La vicenda dell’epidemia potrebbe costituire l’occasione per invertire questa rotta e per portare i problemi della scuola al centro dell’agenda politica proprio per la consapevolezza che, come viene detto nel documento, “l’educazione dei nostri ragazzi è il bene più prezioso della nazione”.

Si tratta di capire quale forza o coalizione politica oggi in Italia abbia consapevolezza di ciò e possa portare avanti un disegno così ambizioso, avendo il coraggio di guardare oltre i sondaggi elettorali settimanali e oltre le asfittiche aspettative degli elettori della maggioranza di turno.

Le proposte

Il documento avanza molte proposte su:

  • curricolo essenziale
  • valutazione formativa
  • rinnovamento della didattica
  • formazione in servizio
  • organizzazione degli spazi-tempi
  • utilizzo delle tecnologie
  • inclusione
  • interazioni con il territorio ecc.

È importante sottolineare che gran parte di esse sono il frutto delle migliori esperienze ed elaborazioni sviluppate nel corso di questi anni in varie parti del nostro Paese, mentre altre derivano da idee maggiormente sviluppate all’estero e che da noi stentano ancora ad affermarsi: pensiamo alla “necessità di educare precocemente, sin dalla primissima infanzia, i bambini alla responsabilità, all’autocontrollo e all’autoregolazione dei propri comportamenti, alla prefigurazione delle conseguenze dei propri atti. Si punta eccessivamente sul controllo degli adulti, sull’attenzione quasi maniacale ai possibili pericoli nel contesto, piuttosto che sull’educazione all’autonomia e alla responsabilità.”
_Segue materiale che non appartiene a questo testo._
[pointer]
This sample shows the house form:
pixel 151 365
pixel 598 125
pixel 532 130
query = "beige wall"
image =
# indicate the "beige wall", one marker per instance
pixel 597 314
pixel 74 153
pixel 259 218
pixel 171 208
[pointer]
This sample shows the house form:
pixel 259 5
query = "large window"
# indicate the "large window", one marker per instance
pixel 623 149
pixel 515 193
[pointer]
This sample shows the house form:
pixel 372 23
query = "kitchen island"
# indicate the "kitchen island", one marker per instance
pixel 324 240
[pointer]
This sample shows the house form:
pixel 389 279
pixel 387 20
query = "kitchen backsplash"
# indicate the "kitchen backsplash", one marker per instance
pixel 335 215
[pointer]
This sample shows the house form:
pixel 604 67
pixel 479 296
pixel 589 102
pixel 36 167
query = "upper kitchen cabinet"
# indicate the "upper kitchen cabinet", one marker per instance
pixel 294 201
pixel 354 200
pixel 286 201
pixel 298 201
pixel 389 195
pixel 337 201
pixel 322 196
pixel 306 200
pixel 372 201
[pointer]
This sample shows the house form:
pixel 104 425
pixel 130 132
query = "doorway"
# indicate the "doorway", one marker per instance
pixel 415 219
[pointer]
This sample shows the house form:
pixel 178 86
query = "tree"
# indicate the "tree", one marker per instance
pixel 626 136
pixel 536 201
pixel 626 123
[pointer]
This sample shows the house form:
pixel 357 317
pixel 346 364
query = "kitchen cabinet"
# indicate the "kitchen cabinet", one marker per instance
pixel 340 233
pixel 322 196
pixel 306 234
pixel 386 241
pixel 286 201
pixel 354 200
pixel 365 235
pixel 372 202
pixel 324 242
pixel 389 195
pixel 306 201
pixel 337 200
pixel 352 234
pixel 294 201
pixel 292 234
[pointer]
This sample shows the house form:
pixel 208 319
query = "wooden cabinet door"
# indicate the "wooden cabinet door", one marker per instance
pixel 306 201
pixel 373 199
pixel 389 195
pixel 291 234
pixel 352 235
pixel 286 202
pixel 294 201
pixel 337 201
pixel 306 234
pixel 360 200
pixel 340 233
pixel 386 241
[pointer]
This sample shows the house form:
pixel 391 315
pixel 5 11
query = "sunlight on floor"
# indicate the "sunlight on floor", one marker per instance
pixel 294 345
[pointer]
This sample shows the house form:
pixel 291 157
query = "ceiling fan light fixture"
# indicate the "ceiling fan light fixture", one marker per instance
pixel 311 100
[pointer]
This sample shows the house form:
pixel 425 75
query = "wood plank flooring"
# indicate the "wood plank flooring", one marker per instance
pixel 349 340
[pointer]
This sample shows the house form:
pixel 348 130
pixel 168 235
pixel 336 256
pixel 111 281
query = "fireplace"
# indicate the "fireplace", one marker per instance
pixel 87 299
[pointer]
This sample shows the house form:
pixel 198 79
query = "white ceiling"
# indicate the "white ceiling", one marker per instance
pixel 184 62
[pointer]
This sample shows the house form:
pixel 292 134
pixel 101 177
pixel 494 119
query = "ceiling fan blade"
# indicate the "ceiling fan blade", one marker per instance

L’alleanza con il territorio

La sottolineatura della necessità di un’alleanza con il territorio rappresenta un esplicito richiamo all’esigenza di abbandonare velleità autoreferenziali sia sul piano della gestione dei processi di apprendimento (oggi i ragazzi possono fruire di “tante risorse socioeducative, culturali, scientifiche che il territorio mette a disposizione -musei, biblioteche, parchi, aree di patrimonio culturale, centri di aggregazione sociale…”), sia su quello della governance con la correlativa esigenza di pervenire alla sottoscrizione di “appositi protocolli o patti educativi tra la scuola e le diverse rappresentanze del territorio, sia istituzionali che associative, per la comune definizione di interventi e di competenze integrate.” Insomma, i processi formativi e istruzionali sono troppo importanti per essere delegati alla sola scuola e richiedono necessariamente l’apporto concordato e condiviso di vari soggetti istituzionali e non.
Un unico appunto si può fare al documento in questione: quello di non aver stigmatizzato la deleteria tendenza a burocratizzare la scuola oltre ogni lecita ragione; tutte le proposte avanzate dal Comitato possono essere attuate solo se la scuola viene liberata dalle pastoie burocratiche che rischiano di deprimerne la vitalità e le energie.